Marquette Warrior: Wiretapping in Europe

Tuesday, April 11, 2006

Wiretapping in Europe

Via Ask Me Later, the story of how measures to wiretap potential terrorists are going great guns in Europe:
ROME (AP) -- In Europe, Big Brother is listening - and being allowed to hear more and more.

Since the Sept. 11 attacks and the terrorist bombings that followed in Madrid and London, authorities across the continent are getting more powers to electronically eavesdrop, and meeting less apparent opposition than President Bush did over his post-9/11 wiretapping program.

As part of a package of European Union anti-terrorism measures, the European Parliament in December approved legislation requiring telecommunications companies to retain phone date and Internet logs for a minimum of six months in case they are needed for criminal investigations.

In Italy, which experts agree is the most wiretapped Western democracy, a report to parliament in January by Justice Minister Roberto Castelli said the number of authorized wiretaps more than tripled from 32,000 in 2001 to 106,000 last year.

Italy passed a terrorism law after the July 7 subway bombings in London that opened the way for intelligence agencies to eavesdrop if an attack is feared imminent. Only approval from a prosecutor - not a judge - is required, but the material gleaned cannot be used as evidence in court.

Similar laws have been approved in France and the Netherlands or proposed elsewhere in Europe, leading to fears by some that the terrorist threat is giving authorities a pretext to abuse powers.
How does Ask Me Later describe this state of affairs? “Amazingly, European Countries Don’t Want to Get Blown Up.”

On many issues, we applaud the more libertarian political culture of the United States, and scoff at the authoritarianism that is so common in Europe. Hate speech laws are a good example of what we think wrong with Europe.

So it is tempting to say that their political culture serves them better on this issue. But we think it’s more complicated.
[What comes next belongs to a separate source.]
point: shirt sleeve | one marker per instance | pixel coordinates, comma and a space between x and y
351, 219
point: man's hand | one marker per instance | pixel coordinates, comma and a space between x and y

We think the case for wiretapping people communicating with suspected terrorists is so good that even the American political culture tolerates it and accepts it. Then why the huge uproar over Bush’s policies? Simple partisan politics. If you are Russ Feingold, you can appeal to your party’s leftist core by attacking Bush on this issue. If you are the mainstream media, you can give Bush grief by creating a huge amount of flack, even though you know that, in the end, what he did was reasonable.

So while Europe has had rational politics, the U.S. has had the irrational politics of Bush-hating.